No uninterruptible power supply?
UK flights CRIPPLED by system outage that shut ALL London airspace
All London airspace was closed to incoming and departing traffic for just under an hour on Friday afternoon due to a computer outage at the National Air Traffic Services – Blighty's air traffic control authority. According to the European Organisation for the Safety of Air Navigation, a machine failure resulted in all airspace …
COMMENTS
-
-
-
Friday 12th December 2014 16:07 GMT smudge
http://www.allen-diesels.com/case-studies/civil-aviation-authority.php
Two 16kV, 5MW diesel engines, it seems.
Note that this is not a comment on Allen Diesels, nor am I suggesting that they are in any way at fault. I merely came across that page when searching around t'interweb to see what sort of backup power supply Swanwick has.
-
-
Friday 12th December 2014 16:26 GMT smudge
There was a data centre (in Denmark or the Netherlands, I think), where the power supply failed.
The diesel generator came up as it should, and powered everything for a couple of days, by which time it needed refuelling.
The diesel tanker duly arrived - and crashed into the outbuilding, completely trashing the generator inside.
-
Friday 12th December 2014 16:35 GMT Xpositor
Quite a few years ago when I worked for a bank that was subsequently taken over by a Spanish bank, we had a UPS test one weekend. Everything worked flawlessly. Unfortunately, mid-way through the day on the Monday, all power in the building failed, knocking out the mainframes. Some herbert had forgotten to switch back over to mains power, and the generator duly ran out of diesel.
-
Friday 12th December 2014 17:10 GMT Phil O'Sophical
Adding to the diesel stories, I know of a site that had diesel backup which was regularly tested. Once a month, for many years, the generator was started, fuel levels verified, etc., Unfortunately the diesel was run for about 2 minutes each time, which had the same effect as lots of short journeys in a car. When the power failed years later the generator started and took over the load flawlessly...until it warmed up. Once hot the thoroughly coked-up engine misfired, wouldn't keep speed, and spluttered to a halt. It took a head-off engine rebuild to get it back online.
-
-
-
Friday 12th December 2014 19:39 GMT HelpfulJohn
"The Dish".
A brilliant film.
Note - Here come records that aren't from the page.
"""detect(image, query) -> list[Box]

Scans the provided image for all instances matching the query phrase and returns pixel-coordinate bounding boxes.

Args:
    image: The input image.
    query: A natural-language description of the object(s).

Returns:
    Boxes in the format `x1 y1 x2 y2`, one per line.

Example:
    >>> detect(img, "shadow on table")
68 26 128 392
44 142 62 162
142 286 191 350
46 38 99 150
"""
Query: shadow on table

Very moving in places and full of understated Ozz/UK style humour. The Oz politicians are wonderfully inept, witless and charming.
The American from NASA is so USAlien he's just barely credible but he is a perfect foil for the more relaxed Ozlanders, also a great straight man.
http://en.wikipedia.org/wiki/The_Dish
And the radio telescope's dish is still in the middle of a sheep meadow.
-
-
-
Friday 12th December 2014 16:31 GMT Anonymous Coward
@smudge
Reading the page you linked to, it is the most unfortunate bit of trumpet blowing imaginable, since it is telling us that "nothing can go wrong".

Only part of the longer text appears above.